18・鍛練の見学

 幾重にもかち合う剣の音が響き渡る。足元に舞う砂煙。うっすら漂ってくる汗の匂い。

 近衛府の中庭いっぱいに隊員たちが広がって、一斉に手合わせをしている。


 その中で神々しいまでに光り輝くのは、もちろんカールハインツ!

 私の目の前、わずか数メートル先で剣をふるっている。躍動する筋肉!豪快な動き!巧みな剣さばき!何より真剣な顔は凛々しく、相手をはたと見据える力強い目は獲物を狙っている鷹のよう!


 格好いい!

 とにかく格好いい!

 これぞカールハインツの醍醐味!

 誰がなんと言っても格好いい!

 ああ、応援うちわが欲しい!


「そこまで!」

 どこからかそんな声がかかる。カールハインツも他の隊員たちも動きを止めて、剣を下ろした。


「ね、ね、ね、マリー! シュヴァが一番カッコいいでしょ!」

 掛けられた声で現実に戻る。私のとなりには乳母に抱っこされているカルラがいて、キラッキラの目で私を見ていた。

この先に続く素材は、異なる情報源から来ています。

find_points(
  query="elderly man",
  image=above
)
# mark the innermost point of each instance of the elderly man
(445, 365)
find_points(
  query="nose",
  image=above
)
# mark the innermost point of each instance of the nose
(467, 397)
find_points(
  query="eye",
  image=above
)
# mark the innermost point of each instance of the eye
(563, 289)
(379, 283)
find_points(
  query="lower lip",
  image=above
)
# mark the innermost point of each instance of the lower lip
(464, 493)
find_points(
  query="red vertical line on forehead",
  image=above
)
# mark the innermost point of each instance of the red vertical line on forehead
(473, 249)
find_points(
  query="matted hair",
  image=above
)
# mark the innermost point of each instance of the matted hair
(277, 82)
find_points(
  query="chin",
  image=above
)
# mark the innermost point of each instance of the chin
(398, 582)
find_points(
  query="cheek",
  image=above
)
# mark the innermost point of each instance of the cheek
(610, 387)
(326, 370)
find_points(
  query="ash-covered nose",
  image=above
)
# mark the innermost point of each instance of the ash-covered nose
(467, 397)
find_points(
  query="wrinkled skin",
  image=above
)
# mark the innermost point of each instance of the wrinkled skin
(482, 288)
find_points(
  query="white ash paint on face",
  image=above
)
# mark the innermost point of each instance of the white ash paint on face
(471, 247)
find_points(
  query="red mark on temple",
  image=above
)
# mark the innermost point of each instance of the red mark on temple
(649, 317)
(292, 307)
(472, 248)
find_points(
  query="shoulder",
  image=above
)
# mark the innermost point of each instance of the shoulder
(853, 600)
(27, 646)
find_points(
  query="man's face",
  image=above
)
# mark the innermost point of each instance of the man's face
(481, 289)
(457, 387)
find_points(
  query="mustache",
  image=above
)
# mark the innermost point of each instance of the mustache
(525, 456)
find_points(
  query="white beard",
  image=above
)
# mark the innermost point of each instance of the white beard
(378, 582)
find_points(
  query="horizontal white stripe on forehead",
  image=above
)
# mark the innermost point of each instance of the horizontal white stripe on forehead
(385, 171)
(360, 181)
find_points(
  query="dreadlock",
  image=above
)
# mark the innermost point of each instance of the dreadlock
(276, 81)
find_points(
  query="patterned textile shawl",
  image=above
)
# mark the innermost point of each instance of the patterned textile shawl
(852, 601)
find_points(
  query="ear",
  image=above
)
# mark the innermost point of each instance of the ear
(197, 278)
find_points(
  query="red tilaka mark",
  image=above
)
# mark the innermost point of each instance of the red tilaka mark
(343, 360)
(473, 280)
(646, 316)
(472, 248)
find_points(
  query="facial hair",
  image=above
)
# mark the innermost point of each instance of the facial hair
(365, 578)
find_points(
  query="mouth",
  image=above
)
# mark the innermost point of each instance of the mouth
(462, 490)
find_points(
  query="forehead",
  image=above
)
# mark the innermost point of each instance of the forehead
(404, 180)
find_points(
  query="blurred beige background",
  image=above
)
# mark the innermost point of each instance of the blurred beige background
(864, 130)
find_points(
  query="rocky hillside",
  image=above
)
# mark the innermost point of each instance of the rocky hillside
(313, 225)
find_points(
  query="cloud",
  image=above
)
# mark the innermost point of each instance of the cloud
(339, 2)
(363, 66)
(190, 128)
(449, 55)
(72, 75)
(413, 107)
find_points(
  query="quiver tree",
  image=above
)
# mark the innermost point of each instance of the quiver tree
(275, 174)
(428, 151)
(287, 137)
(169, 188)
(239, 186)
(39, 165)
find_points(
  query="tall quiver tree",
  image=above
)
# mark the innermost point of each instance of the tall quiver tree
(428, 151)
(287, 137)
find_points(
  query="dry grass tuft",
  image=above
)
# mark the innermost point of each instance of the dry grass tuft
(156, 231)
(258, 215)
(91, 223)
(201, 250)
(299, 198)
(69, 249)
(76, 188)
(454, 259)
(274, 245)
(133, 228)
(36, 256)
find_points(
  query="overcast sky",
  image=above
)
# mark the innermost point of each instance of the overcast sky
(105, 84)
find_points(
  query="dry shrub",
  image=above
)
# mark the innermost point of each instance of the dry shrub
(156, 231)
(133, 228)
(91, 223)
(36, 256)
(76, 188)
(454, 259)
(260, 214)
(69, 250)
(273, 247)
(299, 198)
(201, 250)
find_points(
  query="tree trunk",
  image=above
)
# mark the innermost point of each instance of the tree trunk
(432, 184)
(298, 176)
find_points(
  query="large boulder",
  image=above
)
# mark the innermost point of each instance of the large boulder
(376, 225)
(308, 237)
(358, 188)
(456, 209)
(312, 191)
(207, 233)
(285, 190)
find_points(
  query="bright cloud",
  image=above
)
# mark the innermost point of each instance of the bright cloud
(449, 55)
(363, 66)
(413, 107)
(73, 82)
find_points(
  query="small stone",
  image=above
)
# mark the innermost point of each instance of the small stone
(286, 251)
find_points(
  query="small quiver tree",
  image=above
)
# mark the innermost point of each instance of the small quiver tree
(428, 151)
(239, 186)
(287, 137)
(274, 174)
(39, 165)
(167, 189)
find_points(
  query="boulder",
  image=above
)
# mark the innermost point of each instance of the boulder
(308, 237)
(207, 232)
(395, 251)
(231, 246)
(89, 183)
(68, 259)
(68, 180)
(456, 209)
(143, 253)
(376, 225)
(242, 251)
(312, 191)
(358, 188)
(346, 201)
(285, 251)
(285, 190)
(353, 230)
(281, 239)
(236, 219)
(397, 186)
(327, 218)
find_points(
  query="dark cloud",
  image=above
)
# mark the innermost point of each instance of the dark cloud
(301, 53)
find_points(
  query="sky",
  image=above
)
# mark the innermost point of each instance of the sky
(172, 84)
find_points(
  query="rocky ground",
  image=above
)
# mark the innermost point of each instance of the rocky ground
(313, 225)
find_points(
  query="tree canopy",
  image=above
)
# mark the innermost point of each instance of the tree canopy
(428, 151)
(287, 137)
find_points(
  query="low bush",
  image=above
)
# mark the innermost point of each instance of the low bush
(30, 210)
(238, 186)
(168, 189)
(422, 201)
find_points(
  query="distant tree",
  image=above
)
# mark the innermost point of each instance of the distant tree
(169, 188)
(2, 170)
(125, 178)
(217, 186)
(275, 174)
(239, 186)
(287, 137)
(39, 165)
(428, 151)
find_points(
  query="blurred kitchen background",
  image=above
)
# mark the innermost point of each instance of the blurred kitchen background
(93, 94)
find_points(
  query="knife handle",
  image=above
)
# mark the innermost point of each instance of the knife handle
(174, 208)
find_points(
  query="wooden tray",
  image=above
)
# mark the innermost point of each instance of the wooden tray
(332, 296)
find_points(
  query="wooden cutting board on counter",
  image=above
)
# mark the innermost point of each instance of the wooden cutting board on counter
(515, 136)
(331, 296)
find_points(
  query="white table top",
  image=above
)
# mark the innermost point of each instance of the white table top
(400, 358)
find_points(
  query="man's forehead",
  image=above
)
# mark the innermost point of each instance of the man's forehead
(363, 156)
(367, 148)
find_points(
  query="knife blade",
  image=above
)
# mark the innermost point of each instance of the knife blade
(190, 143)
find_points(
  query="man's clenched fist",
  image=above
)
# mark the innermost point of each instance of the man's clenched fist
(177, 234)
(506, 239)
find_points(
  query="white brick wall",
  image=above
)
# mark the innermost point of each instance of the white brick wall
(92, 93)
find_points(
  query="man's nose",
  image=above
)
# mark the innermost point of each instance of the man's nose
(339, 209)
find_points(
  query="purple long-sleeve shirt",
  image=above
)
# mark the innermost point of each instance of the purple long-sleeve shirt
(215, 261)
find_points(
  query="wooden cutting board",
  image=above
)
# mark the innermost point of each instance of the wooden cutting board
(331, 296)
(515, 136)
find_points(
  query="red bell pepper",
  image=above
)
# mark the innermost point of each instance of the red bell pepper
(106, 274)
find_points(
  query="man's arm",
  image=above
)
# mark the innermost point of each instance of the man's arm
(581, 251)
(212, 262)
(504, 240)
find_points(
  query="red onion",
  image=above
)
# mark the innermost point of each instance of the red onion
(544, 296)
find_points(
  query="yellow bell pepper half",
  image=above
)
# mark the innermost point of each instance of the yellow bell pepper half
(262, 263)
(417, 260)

「はいっ! ステキでした! 剣の神が舞い降りたのかと思うような豪気かつ秀麗さ! あまりの尊さに、マリエットは心臓が止まるかと思いました!」

 いや、もしかしたら止まっていたかもしれない。だって胸が苦しいもの。


「マリエェット!」

 やや怒りを含んだ声で名前を呼ばれて、再びはっとする。

「声が大きい」

 そう言って苦虫を噛み潰した顔をしているのはロッテンブルクさんだ。

「あなたは侍女。侍女でなくても涎を垂らしそうな腑抜けた顔をするのはやめなさい」


「す……」

 すみませんと謝ろしたとき、

「仕方ないの!」とカルラが叫んだ。「だってシュヴァはカッコいいもん! マリーが何を言ってるかよく分からないけど、すごくシュヴァを褒めているのは分かるわ!」


 カルラ、優しい!

 かばってくれたことに丁寧に礼を言い、それからロッテンブルクさんに謝った。次に、微妙な笑顔を浮かべているパウリーネにも。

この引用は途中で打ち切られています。